Она поднялась к себе, чтобы переодеться, и вернулась в платье, потребовав у меня права и ключи от машины. Мы остались вдвоем, со своими чашками в руках, друг против друга: я, отец, который разыгрывал удивление, и друг, который действительно был другом, но не из разговорчивых. Эта сдержанность вскоре превратилась в неловкость. Есть молчание истинное. Есть и другие виды молчания, когда лицо, даже спрятанное бородой, плохо скрывает смущение, желание говорить, к которому примешивается страх. Я великолепно знал, что Клер поехала к тетке, более или менее больной, тут вопроса нет. Можно было сейчас воспользоваться ее отсутствием и объявить отцу, — это было очень трудно, — что его протеже, уступая настойчивости его дочери, решил бежать с ней без надежды на возвращение и даже на открытку. Или, напротив, — и это было не лучше, — просто наплевать на нее.
Возможно, я должен был бы, конечно, я должен был прийти ему на помощь, бросив несколько слов, сначала невинных, а затем все больше и больше приближающихся к сути. Но зачем? Если из двух зол не всегда надо выбирать меньшее, то тут сомнение не касалось меня. Если мой гость и не был моим врагом, если я наверняка вспоминал о нем все время с волнением, он становился очень опасным… Полно! Моя дочь! Пусть он завел с ней амуры в моем доме, имея в виду, что он, великолепный незнакомец, ни за что не отвечает, пусть! Но было все не так. Речь шла о похищении сабинянки! Я сделал свой выбор: изгнание возможного похитителя. Так что ни к чему давать ему выкладываться, а меня резать вдоль и поперек, брать на себя неблаговидную роль, поскольку мне было предложено великодушное состязание. Впрочем, я начинал беспокоиться, повторять себе: гость должен бы находиться теперь там. Клер уехала, Клер не поддержит его, если в случае отъезда он выбрал второй вариант. Клер не будет заламывать руки, вскрикивать, загораживать проход, если он выбрал самое простое.

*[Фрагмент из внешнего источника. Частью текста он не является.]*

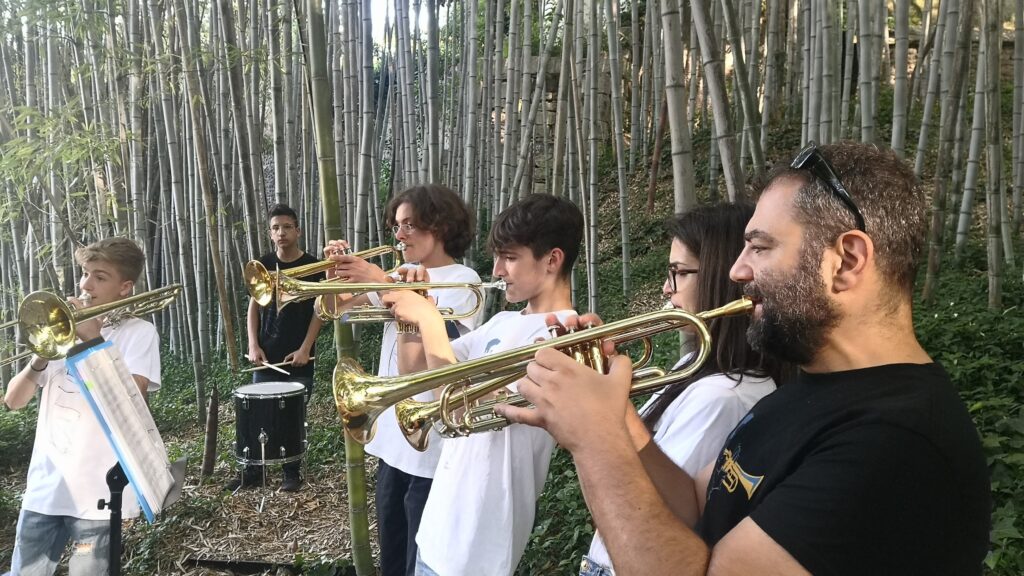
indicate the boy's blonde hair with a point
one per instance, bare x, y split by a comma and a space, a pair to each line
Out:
126, 256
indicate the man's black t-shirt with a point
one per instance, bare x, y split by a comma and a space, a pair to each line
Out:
282, 332
866, 471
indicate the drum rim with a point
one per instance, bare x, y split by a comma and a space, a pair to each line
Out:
270, 461
301, 388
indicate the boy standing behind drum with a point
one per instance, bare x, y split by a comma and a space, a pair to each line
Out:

Но время идет. Если б моя дочь вернулась слишком рано… Чего он ждет, мой визави?
Внимательно прислушиваясь к стуку дверцы машины, я насчитал уже шесть, каждый из которых мог бы быть добрым знаком. Седьмой показался мне слишком далеким. Мой гость вошел в залу; сидя на табурете за пианино перед партитурой с флейтой, перечеркнувшей лицо, он начал расшифровывать «Будущее вчера было прекраснее» Ги Беара — и тут раздался звонок, который заставил его скрыться в кухне, а я пошел открывать дверь.
Вошедший, с хорошо знакомой розовой лысиной, очень изменился. Нижняя часть щек отвисла и, лишенная своей субстанции, собралась в складки. Он был гораздо худее, его живот время от времени опускался, и он болтался в своем жилете.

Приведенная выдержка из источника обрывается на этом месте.